Novato project prompts protest
By Greg Cahill
OPPONENTS of a 424-unit housing development in the Bahia section of Novato are alleging that dirty politics are behind the recent Novato City Council approval of the project, which would result in the cutting of 3,300 oak trees in a 70-acre virgin oak forest at the mouth of the Petaluma River.
The Citizens to Save Bahia campaign, co-chaired by Pat Ravitz and Lynn Emrich, is pushing ahead with plans to place a referendum on a ballot to overturn the council action. Ravitz says the group will meet the Feb. 8 deadline after “an incredible response” by local residents to the petition drive. “It’s very encouraging,” she says.

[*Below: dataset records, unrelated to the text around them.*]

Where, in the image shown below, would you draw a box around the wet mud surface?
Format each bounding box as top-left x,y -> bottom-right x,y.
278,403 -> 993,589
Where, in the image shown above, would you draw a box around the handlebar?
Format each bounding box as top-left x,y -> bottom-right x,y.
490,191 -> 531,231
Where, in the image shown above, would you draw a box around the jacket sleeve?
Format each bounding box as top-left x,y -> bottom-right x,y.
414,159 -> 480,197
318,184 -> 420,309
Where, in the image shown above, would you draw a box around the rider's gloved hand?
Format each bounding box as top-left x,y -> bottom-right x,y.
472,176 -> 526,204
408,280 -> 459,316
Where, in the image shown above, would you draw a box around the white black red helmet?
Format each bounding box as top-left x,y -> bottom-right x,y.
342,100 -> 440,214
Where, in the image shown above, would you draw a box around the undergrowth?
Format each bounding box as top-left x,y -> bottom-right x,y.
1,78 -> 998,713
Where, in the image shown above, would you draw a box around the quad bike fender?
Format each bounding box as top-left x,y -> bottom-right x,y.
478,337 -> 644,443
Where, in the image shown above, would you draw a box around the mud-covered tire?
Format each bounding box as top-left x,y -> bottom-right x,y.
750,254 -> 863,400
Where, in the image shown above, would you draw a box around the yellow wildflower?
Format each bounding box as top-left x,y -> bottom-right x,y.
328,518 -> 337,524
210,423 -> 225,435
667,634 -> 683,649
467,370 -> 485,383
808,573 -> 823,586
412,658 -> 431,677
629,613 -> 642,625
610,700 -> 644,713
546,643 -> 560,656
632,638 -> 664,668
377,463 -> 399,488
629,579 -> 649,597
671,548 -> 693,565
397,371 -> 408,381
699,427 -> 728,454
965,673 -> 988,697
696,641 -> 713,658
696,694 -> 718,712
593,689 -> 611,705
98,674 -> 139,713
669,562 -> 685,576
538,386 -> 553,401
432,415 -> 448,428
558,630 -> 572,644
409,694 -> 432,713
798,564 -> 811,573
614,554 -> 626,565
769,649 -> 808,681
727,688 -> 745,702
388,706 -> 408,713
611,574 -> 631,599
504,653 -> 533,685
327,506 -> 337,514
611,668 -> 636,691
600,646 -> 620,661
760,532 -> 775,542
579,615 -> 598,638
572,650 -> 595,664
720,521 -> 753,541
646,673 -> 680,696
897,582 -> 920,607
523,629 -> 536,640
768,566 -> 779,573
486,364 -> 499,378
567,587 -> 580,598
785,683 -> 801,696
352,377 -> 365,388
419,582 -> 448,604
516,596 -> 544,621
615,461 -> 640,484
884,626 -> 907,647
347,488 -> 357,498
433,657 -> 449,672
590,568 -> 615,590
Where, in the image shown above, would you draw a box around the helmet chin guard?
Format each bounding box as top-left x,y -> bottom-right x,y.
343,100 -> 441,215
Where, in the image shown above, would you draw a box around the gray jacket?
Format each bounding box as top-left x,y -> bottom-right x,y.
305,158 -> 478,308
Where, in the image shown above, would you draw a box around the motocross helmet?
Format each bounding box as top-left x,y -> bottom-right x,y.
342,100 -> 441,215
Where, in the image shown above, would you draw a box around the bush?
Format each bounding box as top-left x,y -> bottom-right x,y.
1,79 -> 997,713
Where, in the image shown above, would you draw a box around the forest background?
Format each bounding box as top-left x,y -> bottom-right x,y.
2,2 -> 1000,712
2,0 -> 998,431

On Dec. 12, the City Council approved the controversial project in a manner that critics found most manipulative–after a candlelit protest march, which included horseback riders, and a lively public comment period at which 100 residents raised concerns, the council waited until 3 a.m. to cast its vote, when most of the protesters were nestled in their beds. The project was passed by a 4-1 majority. It will be built by Art Condiotti, who a few years back became the target of angry Rohnert Park homeowners who took legal action over alleged shoddy construction.
“We are very pleased with the action the City Council took, and we’re going to move forward,” Herb Williams, president of Delphi Team.com, the political consulting firm representing the developer, told the San Francisco Chronicle. “The opponents have said the same thing about this project for 22 years. You can only cry wolf so often. The fact is, we are going to keep 22,000 trees. We are not raping the ecosystem.”
All four of the council members who approved the project–Mike DiGorgio, Jim Henderson, Pat Ekland, and John Mani–were aided in their election bids by Williams, who also works for Condiotti.
“They treat this area as if it has no value,” says Bahia resident Rick Fraites, noting that the project is adjacent to sensitive wetlands. “But the fact is, it has tremendous natural value to this community.”
The Bahia project–including nearly 200 luxury houses up to 4,000 square feet each, none of which is classified as affordable housing–will add almost 4,000 new car trips to local roads and Highway 101 every day. In addition, the Citizens to Save Bahia campaign says, the Bahia project will almost triple the size of the existing neighborhood, placing a financial burden on police and fire services. It also could add over 200 students to already crowded local schools.
THE BATTLE over the Bahia development has been raging for more than 20 years. In 1978, another developer wanted to construct 2,000 homes at the site, but environmental opposition and fiscal problems put that project on hold. In 1994, the City Council approved an environmental study that would have allowed more than 700 homes, but the council members asked the developer to reduce the number of units.
Fraites says the referendum campaign is designed to stop the project and give the Marin Audubon Society a chance to negotiate with Condiotti to purchase the land for a nature preserve. Williams has pledged to fight the referendum.
Odds and Ends:
MARIN COUNTY is facing a glut of costly special elections. The May 22 recall election aimed at District Attorney Paula Kamena will cost at least $500,000. If the Novato referendum of the City Council’s approval of a 424-home expansion of the Bahia neighborhood qualifies, another special election will likely be set in late spring unless the council agrees to hold off until November. That election will cost $100,000 unless the Novato City Council decides to consolidate the referendum with the November 6th municipal election. Now we have the Tamalpais Union High School District’s Measure “A,” a $121 million school-facility improvement bond. It will be decided at a March 6 special election that will cost $260,000.
Dick Spotswood contributed to this article.
From the February 8-14, 2001 issue of the Northern California Bohemian.